We’re on the mailing list for a church whose pastor announced he’ll be preaching a series of sermons all this month on marriage. I’m not that brave. When I was a new instructor at the local college, an opportunity opened up to teach a class called “Marriage and Family”. Enrollees that semester were all female, and I must say the subject was approached by the teacher with caution and some fear and trembling. One class session we started by listening to George Strait’s “The Chair” and went from there. 

For quite a few weeks, we’ve been studying themes from Ephesians, a small book in the New Testament. Two thousand years ago, the apostle Paul wrote letters to new churches in Asia Minor wrestling with marriage, family and other interpersonal relationships. Now in June 2019 – and us having two close family members going through recent divorces - this subject seems even more important. 

An ancient scripture provides the foundation for each scenario. “Do two walk together unless they have agreed to do so?” (Amos 3:3). Believers’ relationships are different from any outside the faith. As Christians, both parties learn to subordinate themselves to the highest authority, God. Before Him, we are all equal and all must learn to obey. We believe all will be judged, and we live accountable to the future. There’s also the practical argument of what’s “right” or “good”. 

The first section of Scripture (Ephesians 5:22-33) deals with relationships between husband and wife. I came across a humorous quote: “Marriage is psychological – one is psycho and one is logical; now please don’t try to figure out who is who.” We can joke, but conflicts are inevitable, and learning to be proactive will help transform and reconcile marital partners. 

Paul’s writings are specific, and we shouldn’t make the first verses in chapter 5 apply to all women being submissive to all men, or indicate that females are inferior to males. The passage does, however, give a blueprint for marriage where a wife – whose husband loves her like Christ loves the church – looks to him for the last word. As each submits his or her own wants and desires to the other, out of reverence for Christ, the outcome is guaranteed to be mutually beneficial. 

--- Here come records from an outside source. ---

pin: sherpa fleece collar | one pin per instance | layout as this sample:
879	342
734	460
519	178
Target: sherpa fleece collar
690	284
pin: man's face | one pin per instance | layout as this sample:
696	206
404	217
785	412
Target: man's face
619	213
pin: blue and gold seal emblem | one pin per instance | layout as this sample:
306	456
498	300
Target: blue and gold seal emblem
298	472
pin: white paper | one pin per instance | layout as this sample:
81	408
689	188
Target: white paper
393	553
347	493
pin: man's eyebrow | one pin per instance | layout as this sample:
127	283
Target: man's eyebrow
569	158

We can’t pretend to be experts on marriage, but after fifty years my wife and I have become complementary parts of a whole. Our hope in churches is that older couples will come alongside young married people to act, not just as role models, but to actively help them find harmony. 

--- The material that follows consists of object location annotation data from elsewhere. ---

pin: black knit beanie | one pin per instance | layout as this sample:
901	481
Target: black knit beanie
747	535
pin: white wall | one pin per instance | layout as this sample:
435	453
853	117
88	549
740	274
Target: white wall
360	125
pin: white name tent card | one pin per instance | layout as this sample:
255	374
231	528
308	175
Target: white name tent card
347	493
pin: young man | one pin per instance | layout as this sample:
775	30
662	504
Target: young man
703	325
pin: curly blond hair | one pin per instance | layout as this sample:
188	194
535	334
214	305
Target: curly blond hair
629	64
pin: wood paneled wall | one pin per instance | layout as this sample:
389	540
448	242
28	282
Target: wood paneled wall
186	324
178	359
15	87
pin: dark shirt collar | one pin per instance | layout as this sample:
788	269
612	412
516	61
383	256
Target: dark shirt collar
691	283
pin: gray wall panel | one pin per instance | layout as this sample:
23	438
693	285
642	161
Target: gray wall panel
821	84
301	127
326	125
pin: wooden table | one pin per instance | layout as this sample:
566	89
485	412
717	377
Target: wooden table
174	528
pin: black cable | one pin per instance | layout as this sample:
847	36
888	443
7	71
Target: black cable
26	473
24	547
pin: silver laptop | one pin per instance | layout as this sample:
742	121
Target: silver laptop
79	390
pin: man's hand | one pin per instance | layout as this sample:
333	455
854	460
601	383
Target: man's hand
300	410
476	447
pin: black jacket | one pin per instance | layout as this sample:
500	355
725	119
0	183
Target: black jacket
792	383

In Ephesians chapter 5, Paul wrote three verses pertaining to wives, while nine are for husbands. A man patterning himself after Christ will be self-giving and most concerned about his wife’s dignity and well-being. He will try his best to help her bloom and grow, sometimes nudging, encouraging, always sustaining and caring for her. A smart guy will realize that his wife is not external and separate, but she is a part of himself – so everything we as husbands do affects our family life. 

In the next section, Ephesians 6:1-4, Paul established principles that will be wholesome and satisfying for the entire family. Most of us as parents know what will exasperate our children, or “provoke them to wrath” as the King James reads. Obedience is key for the child, and nurturing and kindness by parents will lead children to an honorable life. Present-day Americans chafe at terms such as authority, structure, order and control, but the lack of each is one reason things seem so chaotic in our world. 

Finally, Paul addressed the subject of slaves and masters. During the Roman period, there may have been as many as 60 million slaves. Hopefully no one reading this sees himself as a slave in the workplace, yet we do have a responsibility to our employer and even more to God. Should we ever find ourselves in a supervisory position, the letter to the Ephesians can help us be a better boss through tolerance and nonthreatening management of each employee. 

Before each of our roles as husband or wife, parent or child, employee or manager, the most important consideration is to be Christlike. The behaviors developed with the Spirit’s help affect relationships in our family, our workplace, and the church. “In Christ” each of us can find dignity, equality and unity in every interpersonal relationship.